Quando accade qualcosa di importante all’interno di un’organizzazione, sia positivo che negativo (soprattutto negativo), ricordiamoci sempre che tutti osservano cosa accade, per comprendere come realmente l’organizzazione si comporta in termini di:
- Partecipazione a idee e decisioni coerentemente con il modello organizzativo
- Qualità delle relazioni personali e coesione del team
- Dinamismo e responsabilità dei preposti
- Allineamento di obiettivi personali e aziendali
Ovvero qual è la reale cultura organizzativa, perché, come giustamente affermato da Biz Stone \\ co-fondatore di Twitter:
“Una cultura finisce per formarsi in ogni caso, che ti piaccia o no, e se ci presti attenzione può darsi che ti riesca a dar vita a qualcosa che renderà più forte l’azienda”
Quindi come fare per ottenere una cultura organizzativa di successo?
Non esiste la ricetta magica, ma di seguito riporto i 5 peggiori errori, a mio avviso, da evitare:
- Nominare un “Responsabile” che in realtà non ha potere decisionale ne deleghe ad agire, ma funge da “Referente” di processo. La nomina così fatta serve solo a riempire una casella nell’organigramma, ma tutti comprendono chiaramente chi decide e si adeguano di conseguenza. Così viene sbugiardato il modello organizzativo dichiarato; tanto vale essere onesti e chiamarlo, appunto, “Referente”.

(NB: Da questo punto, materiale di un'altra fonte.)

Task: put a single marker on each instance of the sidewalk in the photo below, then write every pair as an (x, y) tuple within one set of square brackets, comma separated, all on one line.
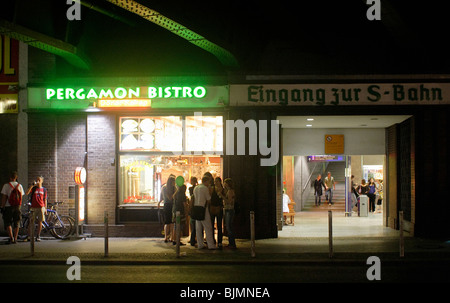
[(279, 250)]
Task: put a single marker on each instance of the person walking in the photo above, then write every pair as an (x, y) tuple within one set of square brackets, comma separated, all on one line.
[(11, 201), (194, 183), (363, 189), (179, 204), (318, 184), (38, 209), (330, 187), (203, 198), (355, 195), (229, 200), (216, 210), (167, 194), (372, 194)]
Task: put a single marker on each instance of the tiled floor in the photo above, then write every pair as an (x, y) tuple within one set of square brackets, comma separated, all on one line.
[(312, 224)]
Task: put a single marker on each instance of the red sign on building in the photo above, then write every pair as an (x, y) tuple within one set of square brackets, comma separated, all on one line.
[(9, 74)]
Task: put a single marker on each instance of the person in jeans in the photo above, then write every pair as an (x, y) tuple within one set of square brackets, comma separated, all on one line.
[(331, 185), (202, 197), (11, 214), (217, 204), (372, 194), (318, 184), (38, 205), (228, 201)]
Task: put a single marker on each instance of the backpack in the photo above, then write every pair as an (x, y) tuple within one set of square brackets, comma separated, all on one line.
[(15, 198)]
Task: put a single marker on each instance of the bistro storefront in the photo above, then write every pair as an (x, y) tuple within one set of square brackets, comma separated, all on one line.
[(129, 139), (131, 135)]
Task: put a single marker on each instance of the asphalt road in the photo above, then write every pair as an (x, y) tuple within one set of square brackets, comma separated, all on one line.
[(390, 272)]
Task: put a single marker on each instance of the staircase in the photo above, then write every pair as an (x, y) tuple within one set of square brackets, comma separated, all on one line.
[(337, 170)]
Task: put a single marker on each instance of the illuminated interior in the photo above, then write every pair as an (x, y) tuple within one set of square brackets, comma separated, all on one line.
[(152, 148)]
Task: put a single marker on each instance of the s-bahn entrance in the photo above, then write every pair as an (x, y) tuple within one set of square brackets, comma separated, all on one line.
[(332, 149)]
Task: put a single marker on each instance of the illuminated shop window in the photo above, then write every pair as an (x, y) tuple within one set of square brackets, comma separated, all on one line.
[(141, 176), (204, 133), (153, 148), (151, 134)]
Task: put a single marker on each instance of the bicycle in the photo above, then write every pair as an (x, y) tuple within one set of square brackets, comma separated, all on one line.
[(59, 226)]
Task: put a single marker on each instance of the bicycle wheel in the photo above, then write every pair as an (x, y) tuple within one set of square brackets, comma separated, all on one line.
[(72, 220), (61, 227), (23, 228)]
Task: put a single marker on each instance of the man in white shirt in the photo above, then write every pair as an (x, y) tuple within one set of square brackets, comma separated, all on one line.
[(11, 214), (203, 198)]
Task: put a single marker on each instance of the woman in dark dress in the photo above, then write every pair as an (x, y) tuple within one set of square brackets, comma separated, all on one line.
[(168, 191)]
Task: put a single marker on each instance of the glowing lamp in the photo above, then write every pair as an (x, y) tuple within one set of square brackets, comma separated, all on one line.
[(80, 175)]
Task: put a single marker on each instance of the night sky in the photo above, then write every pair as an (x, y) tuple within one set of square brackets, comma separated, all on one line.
[(280, 37)]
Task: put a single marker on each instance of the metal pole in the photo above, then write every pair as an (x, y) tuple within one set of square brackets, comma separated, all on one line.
[(106, 234), (32, 233), (330, 234), (178, 231), (252, 233), (402, 240)]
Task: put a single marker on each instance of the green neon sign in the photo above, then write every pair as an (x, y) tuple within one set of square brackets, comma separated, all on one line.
[(169, 92)]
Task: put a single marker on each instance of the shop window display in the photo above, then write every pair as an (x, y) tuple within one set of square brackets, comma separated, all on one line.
[(152, 148), (141, 177)]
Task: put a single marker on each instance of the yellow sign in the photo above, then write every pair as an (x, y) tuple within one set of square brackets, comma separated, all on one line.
[(8, 103), (334, 144)]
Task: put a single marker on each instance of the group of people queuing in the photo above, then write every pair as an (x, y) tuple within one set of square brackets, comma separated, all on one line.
[(219, 201), (11, 206), (328, 184), (373, 190)]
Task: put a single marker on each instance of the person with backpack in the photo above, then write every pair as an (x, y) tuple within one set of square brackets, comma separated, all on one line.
[(330, 187), (229, 210), (12, 193), (38, 204)]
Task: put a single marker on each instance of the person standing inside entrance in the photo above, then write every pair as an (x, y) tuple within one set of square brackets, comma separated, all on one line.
[(372, 194), (229, 200), (330, 187), (38, 205), (318, 184), (203, 198), (10, 206)]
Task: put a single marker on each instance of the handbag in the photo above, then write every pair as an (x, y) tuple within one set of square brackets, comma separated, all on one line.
[(214, 210), (198, 212)]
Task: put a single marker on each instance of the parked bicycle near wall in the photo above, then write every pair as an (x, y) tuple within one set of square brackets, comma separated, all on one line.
[(59, 226)]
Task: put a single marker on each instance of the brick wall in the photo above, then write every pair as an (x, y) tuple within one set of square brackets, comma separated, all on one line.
[(8, 139), (101, 171), (56, 146)]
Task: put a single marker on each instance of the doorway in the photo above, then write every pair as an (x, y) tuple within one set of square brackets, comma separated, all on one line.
[(304, 159)]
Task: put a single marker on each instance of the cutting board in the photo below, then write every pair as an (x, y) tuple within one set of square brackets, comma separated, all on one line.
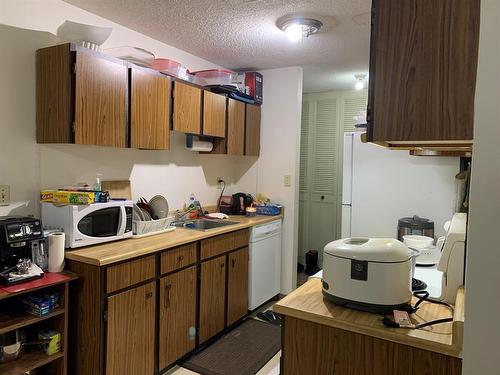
[(118, 189)]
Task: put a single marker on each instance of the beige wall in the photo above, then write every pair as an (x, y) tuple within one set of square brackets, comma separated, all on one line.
[(27, 25), (482, 300)]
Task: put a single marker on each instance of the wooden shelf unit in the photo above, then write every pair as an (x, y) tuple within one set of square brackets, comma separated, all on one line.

- Non volere mai apertamente imparare dall’accaduto e cercare di “dimenticare”. Quante volte si sente dire “diciamo che le colpe ed i meriti sono un po’ di tutti”. Questo fa crollare dinamismo e responsabilità… perché impegnarsi se alla fine è patta e pari per tutti? è necessario invece analizzare quanto accaduto e comprendere cosa tenere come buona pratica (merito) e cosa evitare la prossima volta. Nel project management tale metodologia si chiama lesson learned.

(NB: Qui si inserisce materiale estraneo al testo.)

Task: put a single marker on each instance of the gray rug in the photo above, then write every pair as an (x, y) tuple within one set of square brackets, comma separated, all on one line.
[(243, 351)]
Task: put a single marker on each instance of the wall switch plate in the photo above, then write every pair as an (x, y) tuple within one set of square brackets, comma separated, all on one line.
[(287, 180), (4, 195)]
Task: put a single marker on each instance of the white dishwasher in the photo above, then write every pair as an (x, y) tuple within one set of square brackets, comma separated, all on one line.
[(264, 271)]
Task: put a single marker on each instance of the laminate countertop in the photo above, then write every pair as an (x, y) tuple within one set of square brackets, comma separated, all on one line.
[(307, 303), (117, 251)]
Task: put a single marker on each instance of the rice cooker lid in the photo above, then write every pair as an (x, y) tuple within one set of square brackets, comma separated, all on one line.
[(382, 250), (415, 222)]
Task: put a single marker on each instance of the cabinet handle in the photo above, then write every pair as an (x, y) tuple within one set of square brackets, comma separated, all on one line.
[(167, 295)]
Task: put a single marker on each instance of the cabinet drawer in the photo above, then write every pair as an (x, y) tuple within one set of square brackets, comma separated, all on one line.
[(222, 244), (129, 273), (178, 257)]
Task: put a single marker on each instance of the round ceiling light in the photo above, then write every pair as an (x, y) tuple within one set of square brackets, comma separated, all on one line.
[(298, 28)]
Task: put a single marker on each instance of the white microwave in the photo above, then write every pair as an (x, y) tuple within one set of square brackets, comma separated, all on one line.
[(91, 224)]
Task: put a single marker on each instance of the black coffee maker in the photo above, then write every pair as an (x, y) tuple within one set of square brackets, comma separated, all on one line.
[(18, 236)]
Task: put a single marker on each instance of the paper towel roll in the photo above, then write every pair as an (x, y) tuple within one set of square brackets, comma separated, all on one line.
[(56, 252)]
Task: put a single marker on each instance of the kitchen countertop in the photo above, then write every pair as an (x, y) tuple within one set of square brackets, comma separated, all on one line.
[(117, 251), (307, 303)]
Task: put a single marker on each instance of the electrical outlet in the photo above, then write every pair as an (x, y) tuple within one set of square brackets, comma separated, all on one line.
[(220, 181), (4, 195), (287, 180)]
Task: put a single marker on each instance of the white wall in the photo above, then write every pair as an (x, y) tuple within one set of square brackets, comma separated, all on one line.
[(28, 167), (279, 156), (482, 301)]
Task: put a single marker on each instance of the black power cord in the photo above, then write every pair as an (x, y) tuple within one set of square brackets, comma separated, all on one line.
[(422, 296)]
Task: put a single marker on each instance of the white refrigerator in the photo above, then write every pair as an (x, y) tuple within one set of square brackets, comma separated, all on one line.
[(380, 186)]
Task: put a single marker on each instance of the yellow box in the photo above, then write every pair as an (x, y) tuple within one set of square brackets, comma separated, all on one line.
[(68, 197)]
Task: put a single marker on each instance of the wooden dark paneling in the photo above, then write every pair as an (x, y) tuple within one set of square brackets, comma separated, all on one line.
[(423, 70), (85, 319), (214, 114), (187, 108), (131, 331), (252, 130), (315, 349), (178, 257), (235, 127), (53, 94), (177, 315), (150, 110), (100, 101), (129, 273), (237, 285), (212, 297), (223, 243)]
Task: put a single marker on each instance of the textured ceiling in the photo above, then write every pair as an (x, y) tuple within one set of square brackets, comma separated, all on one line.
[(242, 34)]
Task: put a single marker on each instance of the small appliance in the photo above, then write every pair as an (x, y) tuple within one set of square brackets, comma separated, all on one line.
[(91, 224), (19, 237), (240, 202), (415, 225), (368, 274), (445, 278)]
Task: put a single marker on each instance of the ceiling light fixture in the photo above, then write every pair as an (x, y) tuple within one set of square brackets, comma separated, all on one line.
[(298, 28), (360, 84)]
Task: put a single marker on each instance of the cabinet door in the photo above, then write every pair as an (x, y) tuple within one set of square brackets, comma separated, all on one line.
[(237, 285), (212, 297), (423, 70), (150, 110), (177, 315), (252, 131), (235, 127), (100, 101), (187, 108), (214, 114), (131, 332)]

- Non considerare le esigenze dei propri collaboratori e colleghi nel cambiamento. Così non ci si apre all’onesta collaborazione tra-reparti e intra-reparti, oltre che con consulenti esterni, per ottenere gli obiettivi strategici nei tempi e nel budget fissati. Gli obiettivi aziendali devono essere correttamente allineati a quelli personali, affinché ci sia il desiderio da parte di tutti ad ottenerli. Questo deve essere il commitment della leadership aziendale.
- Trascurare gli argomenti nelle riunioni ufficiali, per poi declassarne l’importanza in sedi ufficiose (es: macchina del caffè, sui corridoi…). Questo atto è tanto più deleterio quanto fatto dalle posizioni apicali dell’organizzazione. La coesione del gruppo va mantenuta anche con approcci empatici alle relazioni e il primo punto per ottenerli è l’onestà, che per quanto sia diplomatica e attenta alle sensibilità degli interlocutori, deve essere effettiva del pensiero di chi la esprime.

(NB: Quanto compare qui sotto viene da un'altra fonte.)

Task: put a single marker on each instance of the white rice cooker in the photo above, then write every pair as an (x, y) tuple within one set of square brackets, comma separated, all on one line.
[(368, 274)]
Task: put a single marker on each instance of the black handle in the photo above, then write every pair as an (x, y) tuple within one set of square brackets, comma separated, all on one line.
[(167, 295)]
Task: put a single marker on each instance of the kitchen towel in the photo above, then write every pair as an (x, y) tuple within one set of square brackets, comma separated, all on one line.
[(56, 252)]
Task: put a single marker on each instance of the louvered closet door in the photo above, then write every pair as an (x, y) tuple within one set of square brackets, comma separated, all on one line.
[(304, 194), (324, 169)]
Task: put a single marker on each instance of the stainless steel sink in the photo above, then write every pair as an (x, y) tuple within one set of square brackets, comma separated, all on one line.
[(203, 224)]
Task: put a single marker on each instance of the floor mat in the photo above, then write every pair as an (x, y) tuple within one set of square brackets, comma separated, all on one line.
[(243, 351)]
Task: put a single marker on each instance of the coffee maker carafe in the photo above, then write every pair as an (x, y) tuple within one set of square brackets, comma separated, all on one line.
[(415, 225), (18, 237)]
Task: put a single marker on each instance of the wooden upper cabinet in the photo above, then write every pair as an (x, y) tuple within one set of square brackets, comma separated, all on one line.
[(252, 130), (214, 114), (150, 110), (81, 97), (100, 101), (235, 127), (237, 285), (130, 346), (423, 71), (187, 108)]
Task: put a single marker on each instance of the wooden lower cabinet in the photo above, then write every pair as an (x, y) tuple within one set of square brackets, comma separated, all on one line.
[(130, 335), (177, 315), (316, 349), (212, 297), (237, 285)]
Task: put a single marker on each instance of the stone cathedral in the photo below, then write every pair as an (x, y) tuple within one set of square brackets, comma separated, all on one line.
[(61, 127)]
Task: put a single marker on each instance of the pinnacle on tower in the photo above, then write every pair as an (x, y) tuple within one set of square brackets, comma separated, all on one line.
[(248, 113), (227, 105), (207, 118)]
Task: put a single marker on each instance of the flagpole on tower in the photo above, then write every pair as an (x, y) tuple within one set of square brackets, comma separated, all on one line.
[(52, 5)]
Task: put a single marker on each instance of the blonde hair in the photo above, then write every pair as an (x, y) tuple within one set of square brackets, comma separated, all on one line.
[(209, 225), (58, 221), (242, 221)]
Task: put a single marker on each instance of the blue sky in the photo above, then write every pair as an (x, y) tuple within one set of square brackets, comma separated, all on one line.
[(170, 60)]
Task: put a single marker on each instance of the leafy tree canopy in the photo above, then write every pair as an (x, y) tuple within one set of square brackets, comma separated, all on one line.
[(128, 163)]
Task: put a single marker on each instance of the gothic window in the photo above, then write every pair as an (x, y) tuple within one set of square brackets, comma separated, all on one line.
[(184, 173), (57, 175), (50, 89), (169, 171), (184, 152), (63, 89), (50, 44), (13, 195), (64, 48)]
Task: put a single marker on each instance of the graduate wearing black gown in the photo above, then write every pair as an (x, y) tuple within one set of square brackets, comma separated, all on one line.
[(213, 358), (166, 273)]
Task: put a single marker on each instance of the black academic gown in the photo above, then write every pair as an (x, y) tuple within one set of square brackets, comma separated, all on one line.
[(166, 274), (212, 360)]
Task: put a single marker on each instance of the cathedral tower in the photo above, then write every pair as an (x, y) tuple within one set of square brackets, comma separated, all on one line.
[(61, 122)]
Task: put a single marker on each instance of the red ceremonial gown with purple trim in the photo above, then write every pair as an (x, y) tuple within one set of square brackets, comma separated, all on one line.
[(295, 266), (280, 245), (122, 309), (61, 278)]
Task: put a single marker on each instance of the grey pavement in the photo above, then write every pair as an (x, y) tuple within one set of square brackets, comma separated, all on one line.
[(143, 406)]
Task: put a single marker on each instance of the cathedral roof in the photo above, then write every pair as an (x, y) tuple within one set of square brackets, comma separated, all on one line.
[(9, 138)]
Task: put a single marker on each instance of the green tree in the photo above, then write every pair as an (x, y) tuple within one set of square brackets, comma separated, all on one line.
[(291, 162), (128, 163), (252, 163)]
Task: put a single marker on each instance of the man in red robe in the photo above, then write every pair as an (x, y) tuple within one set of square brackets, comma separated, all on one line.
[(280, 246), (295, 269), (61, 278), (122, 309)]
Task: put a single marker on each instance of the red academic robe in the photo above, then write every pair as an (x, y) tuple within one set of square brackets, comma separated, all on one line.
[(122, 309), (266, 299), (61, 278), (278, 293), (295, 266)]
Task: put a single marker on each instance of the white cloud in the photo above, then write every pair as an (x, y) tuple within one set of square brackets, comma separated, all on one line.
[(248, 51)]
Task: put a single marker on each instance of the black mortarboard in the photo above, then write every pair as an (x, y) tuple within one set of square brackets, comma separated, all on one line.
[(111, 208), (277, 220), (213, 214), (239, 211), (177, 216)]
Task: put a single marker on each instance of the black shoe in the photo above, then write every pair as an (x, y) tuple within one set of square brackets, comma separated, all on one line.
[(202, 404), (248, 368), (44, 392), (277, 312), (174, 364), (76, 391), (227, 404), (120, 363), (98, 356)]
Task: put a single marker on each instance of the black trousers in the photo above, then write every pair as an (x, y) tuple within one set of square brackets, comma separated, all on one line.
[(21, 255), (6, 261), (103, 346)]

- Non aprirsi alla crescita di competenze e leadership. Ovvero essere auto-referenziali nello sviluppo aziendale, troppo occupati a “fare come si è sempre fatto” in quanto ci si sente “sicuri in quello che si fa” e preoccupati di non “fare entrare antagonisti al proprio ruolo“. Questo non stimola i propri collaboratori a portare nuove idee o a crescere, si ricercano di fatto “buoni manovali con poca ambizione” e non risorse di un’organizzazione empowered che punta al miglioramento continuo.